The thought occurred to me: What is the relationship of collateral to comsumeables with regards to inflation? What prompted me to formulate this question was wondering why Great Britain, with a strong currency, has a bigger inflation problem than the U.S., with a very weak currency.

Maybe the cycle works like this: 1. Money supply and credit is loosened. 2. Collateral values expand, based on the availability credit. 3. Inflation spreads to consumeables if money supply isn't tightened. 4. When money supply is tightened, collateral values (especially bubbles exceedingly dependend on credit) start to shrink. 5. Credit losses prompt credit tightening. 6. If the money supply is loosened to prolong the bubbles, inflation in consumeables skyrockets, because there's nowhere else for the money to go. 7. If the money supply is tightened, we get deflation and falling collateral values will be joined by falling consumeable prices.

Sounds good. However, I'm making several assumptions that I need to think about more. 1. I Assume that consumeables and collateral have a different relationship to credit. Actually, that's a good thing. They better be different. You can borrow against collateral, but not against consumeables. 2. I assume that collateral values are not included in inflation. Granted, but the whole point is to highlight the differences in the behavioral of collateral and consumeables in regards to money and credit. 3. I assume that an increase in the money supply without a corresponding increase in credit affects consumeables but not collateral. This is not necessarily the case. An increase in the money supply will also affect collateral values. However, the consideration of size is extremely important. In the modern credit cycle, the expansion of credit dwarfs the expansion of the money supply. Correspondingly, collateral needs a huge increase in the expansion of the money supply to inflate because it costs so much more than consumeable goods. 4. ??? (don't know, but I'm sure there are more...) I'll try to add to this later. I like it.

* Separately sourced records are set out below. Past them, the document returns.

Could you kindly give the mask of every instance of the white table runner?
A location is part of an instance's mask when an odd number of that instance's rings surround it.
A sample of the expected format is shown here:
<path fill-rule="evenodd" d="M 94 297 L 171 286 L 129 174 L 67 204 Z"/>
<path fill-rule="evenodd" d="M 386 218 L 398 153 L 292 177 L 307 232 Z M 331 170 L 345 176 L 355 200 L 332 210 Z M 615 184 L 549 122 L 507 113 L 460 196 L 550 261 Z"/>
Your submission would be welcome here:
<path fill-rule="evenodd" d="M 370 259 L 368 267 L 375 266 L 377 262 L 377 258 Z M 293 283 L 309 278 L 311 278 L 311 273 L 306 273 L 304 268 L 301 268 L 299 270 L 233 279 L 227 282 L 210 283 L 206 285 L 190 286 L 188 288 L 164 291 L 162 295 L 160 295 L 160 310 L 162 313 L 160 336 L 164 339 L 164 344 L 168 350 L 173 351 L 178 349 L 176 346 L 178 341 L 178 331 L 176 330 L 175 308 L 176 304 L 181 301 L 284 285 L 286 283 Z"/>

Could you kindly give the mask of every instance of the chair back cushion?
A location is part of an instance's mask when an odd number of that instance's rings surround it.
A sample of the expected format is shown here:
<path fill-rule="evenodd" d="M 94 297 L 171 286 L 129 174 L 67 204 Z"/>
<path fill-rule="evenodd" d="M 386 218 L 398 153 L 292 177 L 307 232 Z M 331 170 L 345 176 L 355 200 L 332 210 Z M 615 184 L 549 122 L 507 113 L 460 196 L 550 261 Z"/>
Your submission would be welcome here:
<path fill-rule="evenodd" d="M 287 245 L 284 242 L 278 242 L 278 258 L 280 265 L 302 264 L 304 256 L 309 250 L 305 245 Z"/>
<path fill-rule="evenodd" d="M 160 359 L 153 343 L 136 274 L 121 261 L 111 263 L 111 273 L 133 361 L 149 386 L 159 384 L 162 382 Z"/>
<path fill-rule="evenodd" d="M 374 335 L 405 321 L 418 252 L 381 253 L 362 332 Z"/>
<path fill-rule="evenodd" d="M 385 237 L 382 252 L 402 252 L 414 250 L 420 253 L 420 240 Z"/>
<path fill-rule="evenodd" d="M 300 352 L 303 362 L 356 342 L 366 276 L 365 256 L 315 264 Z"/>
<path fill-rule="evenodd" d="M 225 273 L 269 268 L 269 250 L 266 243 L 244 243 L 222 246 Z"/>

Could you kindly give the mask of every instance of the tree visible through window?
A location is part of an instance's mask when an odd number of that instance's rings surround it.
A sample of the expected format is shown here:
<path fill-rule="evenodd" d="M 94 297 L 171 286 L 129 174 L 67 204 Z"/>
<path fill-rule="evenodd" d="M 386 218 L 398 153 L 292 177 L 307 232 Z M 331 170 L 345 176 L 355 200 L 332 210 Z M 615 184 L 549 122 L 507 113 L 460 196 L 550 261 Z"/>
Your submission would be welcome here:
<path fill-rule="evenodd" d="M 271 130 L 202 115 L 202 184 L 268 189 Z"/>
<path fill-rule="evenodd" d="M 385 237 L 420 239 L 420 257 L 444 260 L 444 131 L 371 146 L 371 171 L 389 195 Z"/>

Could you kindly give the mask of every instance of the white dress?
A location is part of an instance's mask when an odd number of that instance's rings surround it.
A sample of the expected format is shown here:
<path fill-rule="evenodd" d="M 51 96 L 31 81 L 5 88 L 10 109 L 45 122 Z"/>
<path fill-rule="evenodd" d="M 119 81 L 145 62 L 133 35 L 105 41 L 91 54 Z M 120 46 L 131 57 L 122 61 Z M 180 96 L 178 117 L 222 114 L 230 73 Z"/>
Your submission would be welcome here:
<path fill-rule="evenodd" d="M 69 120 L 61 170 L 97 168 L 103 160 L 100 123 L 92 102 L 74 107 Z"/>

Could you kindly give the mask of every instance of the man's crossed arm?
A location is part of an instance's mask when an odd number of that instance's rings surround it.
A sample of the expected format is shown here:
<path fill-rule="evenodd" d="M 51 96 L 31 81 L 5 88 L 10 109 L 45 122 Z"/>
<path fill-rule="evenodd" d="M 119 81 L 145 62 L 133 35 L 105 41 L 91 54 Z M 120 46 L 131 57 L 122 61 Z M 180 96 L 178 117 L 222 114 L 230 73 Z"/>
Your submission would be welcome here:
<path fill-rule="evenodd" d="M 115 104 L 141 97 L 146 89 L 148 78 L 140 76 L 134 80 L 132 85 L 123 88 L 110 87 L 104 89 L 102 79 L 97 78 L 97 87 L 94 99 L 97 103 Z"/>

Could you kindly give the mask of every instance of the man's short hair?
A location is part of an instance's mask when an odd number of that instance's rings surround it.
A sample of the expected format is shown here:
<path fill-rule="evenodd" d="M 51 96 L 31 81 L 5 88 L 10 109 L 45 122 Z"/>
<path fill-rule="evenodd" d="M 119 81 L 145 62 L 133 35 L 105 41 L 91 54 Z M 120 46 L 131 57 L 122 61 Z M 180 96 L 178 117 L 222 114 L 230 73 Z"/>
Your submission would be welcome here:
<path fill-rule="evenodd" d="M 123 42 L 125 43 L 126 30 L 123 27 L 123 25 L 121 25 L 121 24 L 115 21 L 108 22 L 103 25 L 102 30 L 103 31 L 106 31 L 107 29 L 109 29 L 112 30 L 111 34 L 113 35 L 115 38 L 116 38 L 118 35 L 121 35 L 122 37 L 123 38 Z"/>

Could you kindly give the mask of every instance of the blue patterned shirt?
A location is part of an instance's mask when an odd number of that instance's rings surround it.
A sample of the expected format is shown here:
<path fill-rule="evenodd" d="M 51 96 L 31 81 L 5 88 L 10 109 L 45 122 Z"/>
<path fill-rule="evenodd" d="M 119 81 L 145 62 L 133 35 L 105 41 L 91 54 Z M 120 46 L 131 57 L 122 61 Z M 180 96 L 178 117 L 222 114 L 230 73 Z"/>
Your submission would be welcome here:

Now to attempt an answer to the U.K./U.S. puzzle that prompted this theorizing. This is a tricky one. A strong currency attracts foreign capital, which creates more cash in the system. On the other hand, imports should be cheaper. This cash is what is increasing inflation in the U.K. On the other hand, in an import economy, (the U.S.) a weak currency should increase inflation as the $ buys less. However, in the US, because the currency is weak, credit growth has outpaced money supply. Money, but not credit, flows to overseas investments. In other words, the weak currency emphasizes credit (and therefore collateral prices) at the expense of money supply (and inflation in consumeables). In the UK, the strong currency increases money supply relative to credit. Therefore consumeable prices are out of control. We see the same thing in Australia and New Zealand.

How about Japan? Does our thesis explain the condition of a weak currency, and an extraordinary campaign of credit and monetary expansion. Absolutely. Because the currency is weak, any monetary expansion leaves the country. In fact, the Yen is so weak that the money is still leaving before it has been created. That is why they still have deflation.

This explains an until now thorny problem and floods it with light: why out beloved central bankers were so happy to devalue the dollar, while at the same time talking tough on inflation. They want a weak dollar so that they can walk their tightrope of keeping credit relatively loose (compared to the rest of the world) without stoking inflation through an increasing money supply.